De la respetabilidad del referente parece derivarse, pues, la subordinación del cineasta a sus coordenadas estéticas y temáticas, desterrando la ilusión de diálogo entre iguales. El austríaco expande un determinado universo a partir de su monolito fundacional (la obra de Hopper) como un jardinero plantando arbustos en torno a un palacio inexpugnable. El resultado es un fanfiction para el circuito de salas de V.O.S. que espeja la relación de este tipo de público con la cultura, dependiente de narrativas artificiales —las claves de un semanario de tendencias, por ejemplo— que salven la distancia entre su realidad y la del autor en cuestión.

Shirley02

Esta narrativa ad hoc al servicio del espectador entronca con la serie conceptual que remata Film ist a Girl & a Gun (2009), en la que mediante un montaje-Frankenstein Deutsch superponía su propio discurso al de otras imágenes extraídas de diferentes películas silentes. Sin embargo, en el film que nos ocupa el préstamo indirecto (no hay material de archivo) abona el terreno a la diégesis de gran relato: la que aúna la Historia que atraviesa la protagonista con sus vivencias íntimas. La contradicción entre este ánimo clasicista y la rigidez derivada de la sumisión a lo pictórico pone a Deutsch contra las cuerdas, obligándole a hilvanar el metraje mediante recursos que condenarían a directores como Ron Howard o Paul W.S. Anderson, tales como la monótona voz en off o los resúmenes radiofónicos del periodo en que se ambienta la escena que prologan. La narración pronto agota el planteamiento estético de partida sin atreverse a ir más allá, fiel a un estatismo ocasionalmente roto por reencuadres tan delicados que, en lugar de episodios de la protagonista, parecen querer transmitir la experiencia del visitante de museo —de hecho, un propósito confesado por el propio Deutsch.

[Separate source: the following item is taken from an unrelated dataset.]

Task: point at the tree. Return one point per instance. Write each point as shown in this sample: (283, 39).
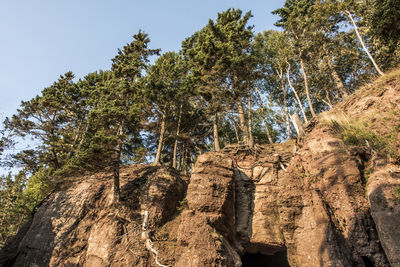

La contextualización arbitraria de la obra de Hopper no es un mero defecto de la película. Tanto la cotidianeidad sublimada de los escenarios del artista como sus influencias transparentes atrapan vanidades, conclusiones ufanas sobre sus intenciones y sobre su percepción del extrañamiento inherente a una sociedad americana que vivía cambios traumáticos. Sin embargo, las figuras de sus cuadros —presentes y ausentes— parecen resistirse a una vana toma de conciencia sobre la realidad de su época. Prefieren acaso recogerse en ese espacio al margen que convenimos en acotar lingüísticamente con la palabra «soledad», a pesar de las connotaciones volitivas que excluye el término y que pueden apreciarse en Morning Sun o en Hotel Room, por ejemplo. Shirley no se levanta sobre este concepto, sino sobre su opuesto: la celebración eucarística de la cultura a través de su consumo colectivo, de la cual queda excluida la mujer de New York Movie y demás almas condenadas a redefinirse con el sol cada mañana.